Particularly in neurodegenerative disorders, vitamin E demonstrates notable benefits due to its antioxidant, anti-inflammatory and cholesterol-lowering properties [10]. Vitamin E supplementation as a therapy, particularly for neurodegenerative disorders, appears feasible and has been widely investigated, both in vitro and in vivo [11][12]. However, it has so far not been established in the prevention or treatment of these disorders, given the incoherent and sometimes contradictive results of interventional studies, and the apparent adverse effects of vitamin E supplementation [13]. Following recent insights into genetic polymorphisms, which play a crucial role in the metabolism of vitamin E, a new approach applying personalized medicine has emerged [14]. In this review, we will discuss the advantageous and disadvantageous effects of vitamin E in the context of neurodegenerative disease, as well as the factors that should be taken into consideration when tailoring personalized vitamin E supplementation strategies.

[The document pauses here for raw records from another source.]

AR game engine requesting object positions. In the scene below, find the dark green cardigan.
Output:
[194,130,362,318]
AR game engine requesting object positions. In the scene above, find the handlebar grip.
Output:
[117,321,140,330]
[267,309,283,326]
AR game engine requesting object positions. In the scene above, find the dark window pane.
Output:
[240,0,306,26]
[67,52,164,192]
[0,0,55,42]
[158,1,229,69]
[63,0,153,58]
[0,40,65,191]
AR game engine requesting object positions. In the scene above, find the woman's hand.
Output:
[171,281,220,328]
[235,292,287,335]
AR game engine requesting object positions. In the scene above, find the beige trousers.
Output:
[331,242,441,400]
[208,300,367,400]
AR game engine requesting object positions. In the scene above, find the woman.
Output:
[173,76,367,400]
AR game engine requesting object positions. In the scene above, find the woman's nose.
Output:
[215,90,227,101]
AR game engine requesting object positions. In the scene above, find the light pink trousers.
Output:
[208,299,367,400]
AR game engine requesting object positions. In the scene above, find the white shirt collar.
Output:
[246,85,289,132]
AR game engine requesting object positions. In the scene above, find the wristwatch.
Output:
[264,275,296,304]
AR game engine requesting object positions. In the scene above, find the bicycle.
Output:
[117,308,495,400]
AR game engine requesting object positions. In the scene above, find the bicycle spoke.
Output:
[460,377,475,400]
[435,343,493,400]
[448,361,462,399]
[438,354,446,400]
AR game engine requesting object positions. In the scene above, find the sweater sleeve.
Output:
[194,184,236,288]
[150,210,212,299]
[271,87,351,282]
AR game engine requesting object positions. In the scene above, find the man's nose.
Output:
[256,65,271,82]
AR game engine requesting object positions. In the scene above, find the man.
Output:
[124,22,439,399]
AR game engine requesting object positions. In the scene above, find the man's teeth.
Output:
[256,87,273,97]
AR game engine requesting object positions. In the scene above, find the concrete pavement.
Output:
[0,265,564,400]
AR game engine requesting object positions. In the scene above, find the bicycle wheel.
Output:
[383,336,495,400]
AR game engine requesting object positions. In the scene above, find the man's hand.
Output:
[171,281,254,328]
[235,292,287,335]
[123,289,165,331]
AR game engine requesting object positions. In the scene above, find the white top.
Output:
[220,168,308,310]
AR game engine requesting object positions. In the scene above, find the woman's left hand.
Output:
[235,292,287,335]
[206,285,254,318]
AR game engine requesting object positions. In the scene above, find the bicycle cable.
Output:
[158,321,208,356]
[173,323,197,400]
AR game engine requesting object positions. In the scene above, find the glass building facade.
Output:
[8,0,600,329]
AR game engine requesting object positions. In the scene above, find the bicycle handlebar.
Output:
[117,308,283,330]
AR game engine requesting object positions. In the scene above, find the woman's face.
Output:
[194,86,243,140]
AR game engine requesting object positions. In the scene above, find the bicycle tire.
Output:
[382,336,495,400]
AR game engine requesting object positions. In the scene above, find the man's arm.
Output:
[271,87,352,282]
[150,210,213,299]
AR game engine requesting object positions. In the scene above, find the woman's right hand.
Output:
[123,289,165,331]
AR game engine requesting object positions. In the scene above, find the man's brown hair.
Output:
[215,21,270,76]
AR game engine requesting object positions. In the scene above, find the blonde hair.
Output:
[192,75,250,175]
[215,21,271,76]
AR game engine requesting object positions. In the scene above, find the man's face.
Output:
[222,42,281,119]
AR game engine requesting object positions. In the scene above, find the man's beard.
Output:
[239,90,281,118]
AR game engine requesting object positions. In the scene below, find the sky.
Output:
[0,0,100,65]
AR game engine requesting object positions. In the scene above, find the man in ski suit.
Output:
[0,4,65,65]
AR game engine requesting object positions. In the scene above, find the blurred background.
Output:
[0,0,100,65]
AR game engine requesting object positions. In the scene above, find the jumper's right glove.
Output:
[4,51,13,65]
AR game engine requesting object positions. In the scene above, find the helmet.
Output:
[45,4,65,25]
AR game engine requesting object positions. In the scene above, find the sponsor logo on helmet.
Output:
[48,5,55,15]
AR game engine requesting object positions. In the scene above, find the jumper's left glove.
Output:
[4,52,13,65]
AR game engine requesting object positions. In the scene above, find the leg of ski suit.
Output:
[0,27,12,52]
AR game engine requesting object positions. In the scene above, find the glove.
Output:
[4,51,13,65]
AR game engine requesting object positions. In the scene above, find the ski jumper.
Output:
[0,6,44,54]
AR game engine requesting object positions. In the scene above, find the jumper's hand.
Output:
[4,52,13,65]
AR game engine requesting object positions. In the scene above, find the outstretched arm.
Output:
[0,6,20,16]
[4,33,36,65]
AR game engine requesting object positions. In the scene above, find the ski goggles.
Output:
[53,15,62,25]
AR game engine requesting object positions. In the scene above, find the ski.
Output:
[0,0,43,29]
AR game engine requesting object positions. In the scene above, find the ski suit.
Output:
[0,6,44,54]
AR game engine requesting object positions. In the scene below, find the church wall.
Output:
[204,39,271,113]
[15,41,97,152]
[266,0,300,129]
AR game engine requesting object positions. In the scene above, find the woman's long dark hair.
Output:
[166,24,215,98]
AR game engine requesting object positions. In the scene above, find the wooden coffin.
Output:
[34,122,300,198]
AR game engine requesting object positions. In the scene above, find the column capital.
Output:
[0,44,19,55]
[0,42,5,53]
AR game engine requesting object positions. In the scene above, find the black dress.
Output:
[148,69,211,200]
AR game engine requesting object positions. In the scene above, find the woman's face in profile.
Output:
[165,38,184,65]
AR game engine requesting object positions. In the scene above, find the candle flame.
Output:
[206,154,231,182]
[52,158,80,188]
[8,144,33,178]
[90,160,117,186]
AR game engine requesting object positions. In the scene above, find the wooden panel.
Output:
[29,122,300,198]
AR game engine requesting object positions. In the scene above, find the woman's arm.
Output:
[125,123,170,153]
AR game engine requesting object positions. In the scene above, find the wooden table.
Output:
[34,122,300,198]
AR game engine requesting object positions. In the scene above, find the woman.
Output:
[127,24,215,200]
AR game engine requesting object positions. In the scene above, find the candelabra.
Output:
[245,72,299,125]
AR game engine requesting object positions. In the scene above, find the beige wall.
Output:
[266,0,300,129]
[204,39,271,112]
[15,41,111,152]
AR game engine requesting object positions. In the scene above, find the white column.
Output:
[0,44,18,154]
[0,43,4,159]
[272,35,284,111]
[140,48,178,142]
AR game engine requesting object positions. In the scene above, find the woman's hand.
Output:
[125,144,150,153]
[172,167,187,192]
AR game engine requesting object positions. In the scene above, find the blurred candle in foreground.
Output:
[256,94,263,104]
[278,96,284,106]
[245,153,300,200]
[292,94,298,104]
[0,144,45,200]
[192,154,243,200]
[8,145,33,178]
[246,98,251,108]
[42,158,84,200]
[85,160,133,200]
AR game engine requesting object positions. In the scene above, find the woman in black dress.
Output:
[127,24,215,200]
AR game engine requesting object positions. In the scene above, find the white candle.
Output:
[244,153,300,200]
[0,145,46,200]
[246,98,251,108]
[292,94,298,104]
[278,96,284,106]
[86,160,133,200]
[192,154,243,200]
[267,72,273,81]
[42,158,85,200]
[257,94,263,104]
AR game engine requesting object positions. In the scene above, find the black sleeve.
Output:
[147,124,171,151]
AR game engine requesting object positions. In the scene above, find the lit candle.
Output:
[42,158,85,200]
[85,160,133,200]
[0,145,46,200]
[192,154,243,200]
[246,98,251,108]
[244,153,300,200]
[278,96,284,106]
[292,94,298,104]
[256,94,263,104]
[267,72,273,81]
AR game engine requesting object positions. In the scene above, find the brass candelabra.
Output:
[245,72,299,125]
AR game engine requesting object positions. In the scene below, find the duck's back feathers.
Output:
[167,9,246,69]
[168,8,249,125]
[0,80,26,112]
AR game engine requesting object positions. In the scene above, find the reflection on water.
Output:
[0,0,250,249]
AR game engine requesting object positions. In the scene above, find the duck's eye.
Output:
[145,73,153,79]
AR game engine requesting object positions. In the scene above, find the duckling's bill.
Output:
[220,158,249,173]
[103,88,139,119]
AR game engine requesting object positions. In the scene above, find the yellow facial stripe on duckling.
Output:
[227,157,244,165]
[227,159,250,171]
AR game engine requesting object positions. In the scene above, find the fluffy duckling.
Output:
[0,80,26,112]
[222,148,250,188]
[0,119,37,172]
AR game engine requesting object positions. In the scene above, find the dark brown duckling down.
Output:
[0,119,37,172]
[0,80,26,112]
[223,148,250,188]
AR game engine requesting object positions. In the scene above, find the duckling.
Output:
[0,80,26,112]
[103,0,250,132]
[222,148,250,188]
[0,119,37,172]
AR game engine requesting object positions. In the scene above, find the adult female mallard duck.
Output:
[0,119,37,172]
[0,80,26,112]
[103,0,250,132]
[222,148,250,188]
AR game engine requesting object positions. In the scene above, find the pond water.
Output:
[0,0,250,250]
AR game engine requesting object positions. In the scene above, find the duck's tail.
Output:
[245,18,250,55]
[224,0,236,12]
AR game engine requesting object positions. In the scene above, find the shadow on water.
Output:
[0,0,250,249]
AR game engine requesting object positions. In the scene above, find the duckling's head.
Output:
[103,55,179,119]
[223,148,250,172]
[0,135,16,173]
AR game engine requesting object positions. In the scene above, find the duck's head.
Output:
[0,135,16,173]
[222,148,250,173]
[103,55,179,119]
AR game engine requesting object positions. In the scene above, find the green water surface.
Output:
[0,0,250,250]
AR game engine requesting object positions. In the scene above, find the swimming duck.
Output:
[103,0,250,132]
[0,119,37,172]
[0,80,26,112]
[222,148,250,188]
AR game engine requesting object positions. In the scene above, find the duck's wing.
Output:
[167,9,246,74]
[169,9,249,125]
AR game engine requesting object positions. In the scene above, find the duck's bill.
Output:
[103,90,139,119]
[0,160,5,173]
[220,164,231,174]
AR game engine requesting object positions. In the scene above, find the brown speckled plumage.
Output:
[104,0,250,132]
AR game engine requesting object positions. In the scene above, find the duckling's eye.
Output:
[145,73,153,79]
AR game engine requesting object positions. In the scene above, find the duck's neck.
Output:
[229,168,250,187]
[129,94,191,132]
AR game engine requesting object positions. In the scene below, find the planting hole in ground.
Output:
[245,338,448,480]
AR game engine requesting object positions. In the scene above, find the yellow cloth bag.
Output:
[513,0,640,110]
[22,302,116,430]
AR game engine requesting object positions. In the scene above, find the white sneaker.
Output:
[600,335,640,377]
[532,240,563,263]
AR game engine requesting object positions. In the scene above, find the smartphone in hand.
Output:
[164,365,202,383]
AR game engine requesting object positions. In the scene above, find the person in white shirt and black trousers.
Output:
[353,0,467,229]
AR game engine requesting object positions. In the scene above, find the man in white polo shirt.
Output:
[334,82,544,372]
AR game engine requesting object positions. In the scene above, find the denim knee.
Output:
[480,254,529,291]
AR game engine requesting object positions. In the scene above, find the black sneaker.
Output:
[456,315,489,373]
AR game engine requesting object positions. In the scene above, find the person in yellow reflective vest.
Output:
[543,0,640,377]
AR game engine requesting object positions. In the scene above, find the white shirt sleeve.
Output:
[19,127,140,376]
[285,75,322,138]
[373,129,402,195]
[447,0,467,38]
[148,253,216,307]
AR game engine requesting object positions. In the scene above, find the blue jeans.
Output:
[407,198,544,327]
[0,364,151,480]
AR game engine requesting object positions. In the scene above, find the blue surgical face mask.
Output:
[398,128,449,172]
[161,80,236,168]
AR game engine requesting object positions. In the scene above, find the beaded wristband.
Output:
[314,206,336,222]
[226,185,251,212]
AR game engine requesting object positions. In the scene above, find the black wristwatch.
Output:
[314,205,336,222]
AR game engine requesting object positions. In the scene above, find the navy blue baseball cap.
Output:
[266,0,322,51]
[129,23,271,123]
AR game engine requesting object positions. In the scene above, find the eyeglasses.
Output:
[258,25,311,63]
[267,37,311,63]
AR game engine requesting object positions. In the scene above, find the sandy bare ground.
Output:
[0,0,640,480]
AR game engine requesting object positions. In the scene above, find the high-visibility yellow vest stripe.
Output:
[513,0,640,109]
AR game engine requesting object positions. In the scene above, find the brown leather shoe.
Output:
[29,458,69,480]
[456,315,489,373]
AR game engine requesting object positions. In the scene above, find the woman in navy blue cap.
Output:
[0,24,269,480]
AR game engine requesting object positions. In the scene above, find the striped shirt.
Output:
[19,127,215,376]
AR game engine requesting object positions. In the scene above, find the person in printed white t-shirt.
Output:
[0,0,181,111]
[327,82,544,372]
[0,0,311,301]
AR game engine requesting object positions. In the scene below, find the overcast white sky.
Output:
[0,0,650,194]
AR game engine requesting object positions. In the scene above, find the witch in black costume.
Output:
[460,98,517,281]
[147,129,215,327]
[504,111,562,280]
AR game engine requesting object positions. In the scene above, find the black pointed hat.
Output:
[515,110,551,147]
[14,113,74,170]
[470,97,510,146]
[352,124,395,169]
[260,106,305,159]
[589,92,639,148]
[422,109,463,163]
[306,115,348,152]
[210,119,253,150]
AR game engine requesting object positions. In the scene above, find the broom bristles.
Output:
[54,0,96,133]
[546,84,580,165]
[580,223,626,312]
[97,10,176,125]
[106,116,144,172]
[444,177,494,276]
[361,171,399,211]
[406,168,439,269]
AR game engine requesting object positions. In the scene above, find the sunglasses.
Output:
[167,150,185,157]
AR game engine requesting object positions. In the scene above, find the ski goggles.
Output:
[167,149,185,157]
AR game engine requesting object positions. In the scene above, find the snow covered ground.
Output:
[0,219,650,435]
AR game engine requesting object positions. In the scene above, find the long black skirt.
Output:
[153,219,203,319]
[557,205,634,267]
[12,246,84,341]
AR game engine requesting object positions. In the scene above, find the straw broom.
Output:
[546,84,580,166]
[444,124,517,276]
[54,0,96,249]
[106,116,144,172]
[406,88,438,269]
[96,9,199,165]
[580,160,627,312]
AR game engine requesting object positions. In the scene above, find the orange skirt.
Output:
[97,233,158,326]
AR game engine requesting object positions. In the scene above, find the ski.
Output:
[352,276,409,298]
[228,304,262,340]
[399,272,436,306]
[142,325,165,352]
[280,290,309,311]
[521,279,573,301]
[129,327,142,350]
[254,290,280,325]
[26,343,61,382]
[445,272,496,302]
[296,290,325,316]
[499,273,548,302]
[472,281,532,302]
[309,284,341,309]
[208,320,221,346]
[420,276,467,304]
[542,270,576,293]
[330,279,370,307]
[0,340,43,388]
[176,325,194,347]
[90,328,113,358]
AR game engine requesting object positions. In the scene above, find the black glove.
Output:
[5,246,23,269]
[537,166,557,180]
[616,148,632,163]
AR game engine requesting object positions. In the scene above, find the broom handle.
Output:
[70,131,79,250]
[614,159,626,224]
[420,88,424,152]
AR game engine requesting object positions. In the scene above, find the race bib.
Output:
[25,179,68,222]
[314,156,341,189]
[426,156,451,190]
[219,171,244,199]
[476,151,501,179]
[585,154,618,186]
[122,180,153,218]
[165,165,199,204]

2. Genetics in the Metabolism of Vitamin E

The metabolism and therefore bioavailability of vitamin E can be influenced by various factors, such as interaction with other nutritional compounds or pharmaceutics [15], gender [16], age [17], and lifestyle [18]. Due to the inhomogeneous outcome of interventional studies, individual response to vitamin E supplementation was considered as a potential explanation. Genetic heterogeneity arising from single nucleotide polymorphisms (SNPs) as a determinant of vitamin E homeostasis emerged as a hypothesis. SNPs are variations of a single nucleotide in a genome that can influence the biological properties of the encoded protein when occurring in coding regions [19][20]. Döring et al. described SNPs associated with genes that have a role in vitamin E metabolism, with the following genes considered as possible targets of SNPs, based on their function: lipoproteinlipase ( LPL ), tocopherol (α) transfer protein ( TTPA ), tocopherol-associated protein ( TAP ), multidrug resistance protein 2 ( MRP2 ), pregnane X receptor ( PXR ), and the genes encoding cytochrome P450 enzymes ( CYP3A5, CYP3A4, and CYP4F2 ). In the exons of TTPA, TAP and CYP3A5, only a few coding SNPs (cSNP) were found. The cSNP frequency calculated was 503–837 bp per cSNP and is therefore not highly polymorphic. There is also a common SNP in TAP, which leads to an exchange of amino acids in the N-terminal functional domain of the protein. In LPL, MRP2, PXR, CYP3A4, and CYP4F2, cSNPs were reported with a range of 100 bp per cSNP, constituting a high number of polymorphisms [21].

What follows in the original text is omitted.